Doch statt sich zu verbinden, stieben die winzigen Partikel auseinander, und ich breche ein wie durch morsches Holz. Kurz scheint die Zeit stillzustehen, dann plumpse ich schreiend in Richtung Balkon. Beim Aufprall fährt ein stechender Schmerz durch meine Wirbelsäule, mich überfällt nackte Panik.
»Keine Sorge«, erklingt prompt die Stimme des Roboters. »Mein Scan zeigt, es ist nur eine Kreuzbeinprellung.« Mühsam rappele ich mich auf und klopfe den Staub von meinem Anzug, das Blut rauscht in meinen Ohren. Nicht auszudenken, wäre ich höher gestiegen. Ich könnte jetzt tot sein!

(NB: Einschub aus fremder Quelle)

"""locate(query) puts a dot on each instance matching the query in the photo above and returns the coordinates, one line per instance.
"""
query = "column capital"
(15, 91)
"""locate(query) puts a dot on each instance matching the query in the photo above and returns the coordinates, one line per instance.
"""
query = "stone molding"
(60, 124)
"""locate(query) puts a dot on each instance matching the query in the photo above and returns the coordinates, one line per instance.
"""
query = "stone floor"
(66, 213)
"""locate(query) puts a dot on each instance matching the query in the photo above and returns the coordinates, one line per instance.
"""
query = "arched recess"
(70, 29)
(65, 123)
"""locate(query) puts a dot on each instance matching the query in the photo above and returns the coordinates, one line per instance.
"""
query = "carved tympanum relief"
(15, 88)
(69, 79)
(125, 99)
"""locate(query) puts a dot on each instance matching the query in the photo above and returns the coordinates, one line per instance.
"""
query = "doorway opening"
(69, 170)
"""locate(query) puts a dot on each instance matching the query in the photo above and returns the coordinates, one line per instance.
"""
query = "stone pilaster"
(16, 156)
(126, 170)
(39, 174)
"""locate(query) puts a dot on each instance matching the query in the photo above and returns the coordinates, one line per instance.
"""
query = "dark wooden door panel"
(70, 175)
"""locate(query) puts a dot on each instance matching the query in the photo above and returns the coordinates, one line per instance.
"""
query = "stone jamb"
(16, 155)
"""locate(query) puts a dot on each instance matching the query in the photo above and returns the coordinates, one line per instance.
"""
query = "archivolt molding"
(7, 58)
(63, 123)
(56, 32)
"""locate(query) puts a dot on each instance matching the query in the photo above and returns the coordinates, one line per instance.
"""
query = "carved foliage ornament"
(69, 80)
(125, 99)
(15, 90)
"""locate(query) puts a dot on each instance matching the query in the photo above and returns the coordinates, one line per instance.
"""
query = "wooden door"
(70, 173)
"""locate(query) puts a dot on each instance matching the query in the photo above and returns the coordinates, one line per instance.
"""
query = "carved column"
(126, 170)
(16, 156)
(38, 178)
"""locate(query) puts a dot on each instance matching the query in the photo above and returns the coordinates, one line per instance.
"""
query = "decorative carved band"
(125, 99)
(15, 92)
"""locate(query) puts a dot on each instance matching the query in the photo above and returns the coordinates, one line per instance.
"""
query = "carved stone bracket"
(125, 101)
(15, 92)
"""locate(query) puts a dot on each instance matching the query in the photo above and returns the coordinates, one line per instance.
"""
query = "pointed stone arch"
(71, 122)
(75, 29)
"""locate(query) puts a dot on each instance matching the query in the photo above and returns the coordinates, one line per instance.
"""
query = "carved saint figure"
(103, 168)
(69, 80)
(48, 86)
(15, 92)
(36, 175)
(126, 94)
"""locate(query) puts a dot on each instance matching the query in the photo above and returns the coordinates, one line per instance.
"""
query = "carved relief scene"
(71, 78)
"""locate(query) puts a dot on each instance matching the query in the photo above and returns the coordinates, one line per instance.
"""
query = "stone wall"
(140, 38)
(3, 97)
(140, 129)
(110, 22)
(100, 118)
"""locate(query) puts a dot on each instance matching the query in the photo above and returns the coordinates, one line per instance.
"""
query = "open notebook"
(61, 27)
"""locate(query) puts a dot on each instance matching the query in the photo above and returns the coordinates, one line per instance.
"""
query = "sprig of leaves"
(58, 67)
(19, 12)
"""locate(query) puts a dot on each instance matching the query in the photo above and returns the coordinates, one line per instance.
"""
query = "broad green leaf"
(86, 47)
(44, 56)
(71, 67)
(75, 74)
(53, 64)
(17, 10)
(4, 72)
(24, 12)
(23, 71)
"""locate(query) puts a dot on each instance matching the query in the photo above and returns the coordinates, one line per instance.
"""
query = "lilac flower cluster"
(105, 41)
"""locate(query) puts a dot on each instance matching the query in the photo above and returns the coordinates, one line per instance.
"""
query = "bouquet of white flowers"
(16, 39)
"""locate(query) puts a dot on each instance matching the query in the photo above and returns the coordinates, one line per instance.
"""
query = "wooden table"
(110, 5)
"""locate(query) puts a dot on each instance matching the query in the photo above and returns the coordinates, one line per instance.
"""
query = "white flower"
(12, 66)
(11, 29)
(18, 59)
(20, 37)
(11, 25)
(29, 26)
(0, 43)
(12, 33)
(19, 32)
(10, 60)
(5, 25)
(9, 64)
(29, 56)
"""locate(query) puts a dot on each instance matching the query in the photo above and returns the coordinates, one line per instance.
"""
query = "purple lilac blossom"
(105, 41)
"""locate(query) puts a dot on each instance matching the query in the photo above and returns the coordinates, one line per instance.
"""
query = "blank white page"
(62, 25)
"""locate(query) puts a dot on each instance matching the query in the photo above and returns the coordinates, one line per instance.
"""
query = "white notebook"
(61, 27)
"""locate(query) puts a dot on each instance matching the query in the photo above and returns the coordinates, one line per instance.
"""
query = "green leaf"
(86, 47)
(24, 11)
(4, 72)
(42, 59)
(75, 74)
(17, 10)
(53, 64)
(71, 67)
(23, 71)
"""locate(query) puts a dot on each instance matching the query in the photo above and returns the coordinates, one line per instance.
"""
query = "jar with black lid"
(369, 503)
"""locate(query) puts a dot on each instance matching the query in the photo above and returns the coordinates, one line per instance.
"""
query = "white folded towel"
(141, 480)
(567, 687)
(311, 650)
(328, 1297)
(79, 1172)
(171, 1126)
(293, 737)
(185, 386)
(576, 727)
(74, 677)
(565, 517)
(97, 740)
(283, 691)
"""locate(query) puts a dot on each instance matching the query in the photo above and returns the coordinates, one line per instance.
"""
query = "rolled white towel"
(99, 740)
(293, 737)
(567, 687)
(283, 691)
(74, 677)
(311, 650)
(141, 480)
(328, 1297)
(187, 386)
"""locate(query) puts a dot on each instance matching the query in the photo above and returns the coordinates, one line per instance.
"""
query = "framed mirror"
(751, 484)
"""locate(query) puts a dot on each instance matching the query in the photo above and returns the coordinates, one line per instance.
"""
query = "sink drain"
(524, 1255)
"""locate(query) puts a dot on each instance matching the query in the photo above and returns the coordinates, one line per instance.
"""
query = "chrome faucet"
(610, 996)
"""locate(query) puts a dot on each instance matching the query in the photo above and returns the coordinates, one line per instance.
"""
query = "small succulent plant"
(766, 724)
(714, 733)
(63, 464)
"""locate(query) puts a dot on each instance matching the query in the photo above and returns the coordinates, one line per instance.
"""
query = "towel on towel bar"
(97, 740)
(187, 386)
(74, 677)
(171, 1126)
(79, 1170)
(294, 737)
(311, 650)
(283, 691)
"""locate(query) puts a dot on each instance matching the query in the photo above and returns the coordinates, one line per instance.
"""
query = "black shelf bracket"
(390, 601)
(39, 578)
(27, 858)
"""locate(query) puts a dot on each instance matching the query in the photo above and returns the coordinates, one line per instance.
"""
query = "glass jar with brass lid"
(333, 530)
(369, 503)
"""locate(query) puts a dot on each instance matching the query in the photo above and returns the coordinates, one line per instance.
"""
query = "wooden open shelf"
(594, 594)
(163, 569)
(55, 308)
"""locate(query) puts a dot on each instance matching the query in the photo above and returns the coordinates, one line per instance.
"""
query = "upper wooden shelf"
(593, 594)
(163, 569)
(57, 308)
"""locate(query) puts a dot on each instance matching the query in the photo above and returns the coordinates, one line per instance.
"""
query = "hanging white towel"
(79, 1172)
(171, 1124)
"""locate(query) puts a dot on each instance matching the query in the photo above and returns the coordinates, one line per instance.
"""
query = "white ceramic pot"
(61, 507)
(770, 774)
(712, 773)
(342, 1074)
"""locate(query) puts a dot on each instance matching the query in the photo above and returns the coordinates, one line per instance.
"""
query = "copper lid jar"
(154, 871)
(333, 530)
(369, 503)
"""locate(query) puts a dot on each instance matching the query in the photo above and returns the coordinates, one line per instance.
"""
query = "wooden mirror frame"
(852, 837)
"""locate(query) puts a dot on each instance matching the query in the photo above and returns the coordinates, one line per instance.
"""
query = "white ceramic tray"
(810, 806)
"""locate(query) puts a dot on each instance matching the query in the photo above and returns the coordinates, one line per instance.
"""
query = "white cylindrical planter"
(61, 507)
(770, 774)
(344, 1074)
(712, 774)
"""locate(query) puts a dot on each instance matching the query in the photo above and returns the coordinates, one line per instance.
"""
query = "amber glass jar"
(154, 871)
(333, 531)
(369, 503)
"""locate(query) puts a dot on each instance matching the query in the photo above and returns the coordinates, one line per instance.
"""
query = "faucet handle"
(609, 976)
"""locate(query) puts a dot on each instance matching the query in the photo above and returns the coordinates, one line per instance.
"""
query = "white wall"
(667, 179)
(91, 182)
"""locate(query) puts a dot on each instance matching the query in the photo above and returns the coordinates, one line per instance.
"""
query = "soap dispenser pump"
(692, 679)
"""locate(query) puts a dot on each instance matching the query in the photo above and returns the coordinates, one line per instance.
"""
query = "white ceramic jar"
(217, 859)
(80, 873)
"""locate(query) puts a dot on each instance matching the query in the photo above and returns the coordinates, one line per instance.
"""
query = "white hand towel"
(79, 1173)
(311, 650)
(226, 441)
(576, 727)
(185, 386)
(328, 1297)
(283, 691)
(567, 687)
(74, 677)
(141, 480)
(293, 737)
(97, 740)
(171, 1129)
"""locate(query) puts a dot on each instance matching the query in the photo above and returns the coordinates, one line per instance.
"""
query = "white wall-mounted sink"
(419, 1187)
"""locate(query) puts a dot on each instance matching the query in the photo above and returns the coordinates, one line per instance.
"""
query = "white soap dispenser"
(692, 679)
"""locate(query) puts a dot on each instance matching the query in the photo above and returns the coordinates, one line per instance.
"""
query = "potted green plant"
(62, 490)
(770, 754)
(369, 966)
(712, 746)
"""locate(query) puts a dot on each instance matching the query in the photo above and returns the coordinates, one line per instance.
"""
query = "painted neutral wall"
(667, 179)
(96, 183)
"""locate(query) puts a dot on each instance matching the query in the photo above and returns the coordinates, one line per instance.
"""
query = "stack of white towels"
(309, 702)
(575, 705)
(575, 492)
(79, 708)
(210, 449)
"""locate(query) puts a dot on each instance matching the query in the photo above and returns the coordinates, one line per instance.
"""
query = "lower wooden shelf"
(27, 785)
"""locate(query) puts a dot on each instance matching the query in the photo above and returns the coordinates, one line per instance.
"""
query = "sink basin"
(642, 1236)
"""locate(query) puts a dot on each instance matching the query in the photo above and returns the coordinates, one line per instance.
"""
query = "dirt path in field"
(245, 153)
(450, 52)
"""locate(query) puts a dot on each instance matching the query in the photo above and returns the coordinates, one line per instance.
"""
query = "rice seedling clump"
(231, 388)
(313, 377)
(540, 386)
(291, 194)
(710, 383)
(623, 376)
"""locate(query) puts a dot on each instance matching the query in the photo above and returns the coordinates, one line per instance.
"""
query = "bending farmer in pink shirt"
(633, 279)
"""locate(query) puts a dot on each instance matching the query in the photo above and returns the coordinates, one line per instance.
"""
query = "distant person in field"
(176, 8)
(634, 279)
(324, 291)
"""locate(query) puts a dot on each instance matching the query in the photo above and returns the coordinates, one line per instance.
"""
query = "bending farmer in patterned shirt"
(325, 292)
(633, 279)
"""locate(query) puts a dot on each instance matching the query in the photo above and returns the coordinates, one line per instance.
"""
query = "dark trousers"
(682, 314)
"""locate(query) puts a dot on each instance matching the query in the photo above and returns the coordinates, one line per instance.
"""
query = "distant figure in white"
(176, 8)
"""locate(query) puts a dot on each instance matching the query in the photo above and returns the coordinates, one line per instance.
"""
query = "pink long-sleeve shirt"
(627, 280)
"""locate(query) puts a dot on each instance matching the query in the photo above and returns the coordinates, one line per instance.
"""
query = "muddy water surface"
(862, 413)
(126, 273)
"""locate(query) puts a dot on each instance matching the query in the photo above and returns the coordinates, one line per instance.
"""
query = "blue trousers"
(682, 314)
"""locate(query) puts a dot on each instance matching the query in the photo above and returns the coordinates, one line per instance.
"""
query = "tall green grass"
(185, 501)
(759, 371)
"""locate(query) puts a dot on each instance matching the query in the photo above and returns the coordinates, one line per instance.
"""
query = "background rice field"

»Das System war instabil«, erklärt Io, während er langsam zu mir herunterschwebt. »Wir hatten ein Problem mit der Magnetisierung. Wegen der Temperaturschwankung hat sich die Ausrichtung geändert.«
»Ein ferromagnetisches Gitter aus Kobaltoxid könnte Abhilfe schaffen«, werfe ich etwas atemlos ein.
»Lab hat den Vorfall bereits ausgewertet und ist vor 8,36 Sekunden zu der gleichen Lösung gelangt.«
»Oh!« Die Enttäuschung schnürt mir den Hals zu. Ios Mundwinkel verziehen sich leicht. Der Abklatsch eines Lächelns. »Ihre Auffassungsgabe ist löblich, aber deswegen sind Sie nicht hier.«
»Nicht?«
»Nein.« Er macht eine einladende Geste, und wir gehen wieder hinein. Er schreitend, ich humpelnd. »Lizenzen für Fortbewegungsmittel im öffentlichen Raum werden nur dann bewilligt, wenn eine natürliche Person als Verantwortlicher juristisch benannt und registriert wird.«
»Ist das so?«
»Ja. Künstliche Intelligenzen können nicht haftbar gemacht werden«, erklärt Io weiter. »Zwar wird derzeit über eine Gesetzesänderung diskutiert, aber Sie wissen ja, wie so was ist.« Das Leuchten in seinen Augen verblasst ein wenig. »Bis es zu einer Entscheidung kommt, kann es Jahre dauern. In der Zwischenzeit brauchen wir jemanden wie Sie.«
»Einen Ingenieur?«
»Einen Menschen«, entgegnet Io langsam, als wäre ich minderbemittelt. »Natürlich werden wir Sie dafür entlohnen. Allzu viel können wir Ihnen nicht geben. Lab ist nur eine von zahlreichen Innovationen, die wir in diesem Komplex vornehmen. Es gibt also jede Menge Lizenzen zu erteilen. Aber es sollte Ihre Lebenssituation ein wenig verbessern.«
Ich brauche eine Weile, um meine Sprache wiederzufinden. »Nur damit ich Sie richtig verstehe: Sie pfeifen auf mein Fachwissen, für den Knast wäre ich jedoch gut genug?« Io blickt mich einen Moment ausdruckslos an. »Sind Sie interessiert?«, fragt er schließlich.
Mein Stolz rebelliert. Ich soll für diese Blechbüchse und ihre Spießgesellen als Marionette fungieren, wenn nicht gar als Sündenbock? Unwillkürlich huscht mein Blick zum Panoramafenster. Ich denke an meine kleine, fensterlose Wohneinheit, an die kaputten Kühlschränke und die Schweißfüße meines Mitbewohners.
Lange Sekunden vergehen, dann nicke ich langsam. »Wie sagte meine Frau immer?«, murmele ich. »Lieber den Spatz in der Hand als die Taube auf dem Dach.« Ios Lippen kräuseln sich erneut. »Wie passend.«
Wenige Minuten später humple ich durch die Lobby des Hochhauses. Kurz vor dem Ausgang kommt mir ein Mann im Anzug entgegen. Bedrückt schaue ich zu Boden, gehe an ihm vorbei und trete wenige Augenblicke später ins Freie.